MANDATE RELIEF - CURING SELF-INFLICTED BUDGET WOUNDS
Ten years ago, mandate reform was a major issue in state policy deliberations throughout the country. State legislators sought relief from a multitude of federal mandates that required ever-increasing funding from state coffers.
Unfortunately, a decade later Maryland legislators face a different arena of budget mandates. To paraphrase the cartoonist Walt Kelly's Pogo, legislators now say, "We have met the enemy . . . and he is us!" (Pogo website)
The General Assembly has passed numerous bills that require spending mandates and entitlements that must be included in each year's budget. Certain mandates includes formulas that require annual increases in spending through an "automatic inflation adjusters."
Mandates and entitlements reduce the flexibility of budget committees in considering priorities for state funding each year. Approximately 79% of the state-sourced portion of the budget consists of appropriations with a mandated amount or purpose.
These self-inflicted mandates drive budget growth each year.

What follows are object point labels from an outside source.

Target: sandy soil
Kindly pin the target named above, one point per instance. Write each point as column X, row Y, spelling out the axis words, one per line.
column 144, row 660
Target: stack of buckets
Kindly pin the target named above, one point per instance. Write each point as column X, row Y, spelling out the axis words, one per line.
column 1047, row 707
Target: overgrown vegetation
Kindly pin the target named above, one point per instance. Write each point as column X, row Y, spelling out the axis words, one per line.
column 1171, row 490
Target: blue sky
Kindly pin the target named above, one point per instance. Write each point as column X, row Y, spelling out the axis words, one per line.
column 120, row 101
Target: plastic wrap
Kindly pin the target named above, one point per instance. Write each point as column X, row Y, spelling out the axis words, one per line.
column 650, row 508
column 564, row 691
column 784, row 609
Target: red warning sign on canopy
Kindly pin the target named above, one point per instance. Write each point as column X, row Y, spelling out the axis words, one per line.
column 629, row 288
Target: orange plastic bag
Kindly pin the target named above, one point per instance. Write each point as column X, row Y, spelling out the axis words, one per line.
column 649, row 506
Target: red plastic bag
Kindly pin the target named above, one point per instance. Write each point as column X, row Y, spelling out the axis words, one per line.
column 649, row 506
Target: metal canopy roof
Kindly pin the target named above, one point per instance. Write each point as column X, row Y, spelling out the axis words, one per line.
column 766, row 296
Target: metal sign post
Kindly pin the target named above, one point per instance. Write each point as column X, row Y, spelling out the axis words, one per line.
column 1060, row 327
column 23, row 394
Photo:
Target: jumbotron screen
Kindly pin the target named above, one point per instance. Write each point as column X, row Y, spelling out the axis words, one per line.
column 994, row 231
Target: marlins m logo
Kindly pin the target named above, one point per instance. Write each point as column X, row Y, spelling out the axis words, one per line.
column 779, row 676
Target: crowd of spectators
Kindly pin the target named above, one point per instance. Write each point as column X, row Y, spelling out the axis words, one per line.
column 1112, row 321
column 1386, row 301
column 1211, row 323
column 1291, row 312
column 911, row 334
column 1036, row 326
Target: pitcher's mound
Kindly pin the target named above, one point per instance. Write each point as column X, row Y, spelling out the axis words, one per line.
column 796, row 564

Over the past seven years, the Bridge to Excellence Act (a bill commonly known as "Thornton" that created a spending mandate with an automatic inflator which was passed by the General Assembly without a funding source) has fueled over $1.3 billion in ongoing increases to education spending in the state budget.
The Thornton funding has been such an onerous mandate that Governor O'Malley himself reduced education funding by freezing the automatic inflator through the Administration's Budget Reconciliation Act (Senate Bill 1) legislation passed during the 2007 Special Session.
Republican Senators are urging that long-term mandate reform be addressed this session. It is also critical that federal stimulus funds not be used to support existing mandates and entitlements or else the existing state budget will be unsustainable when the federal funds expire in two years.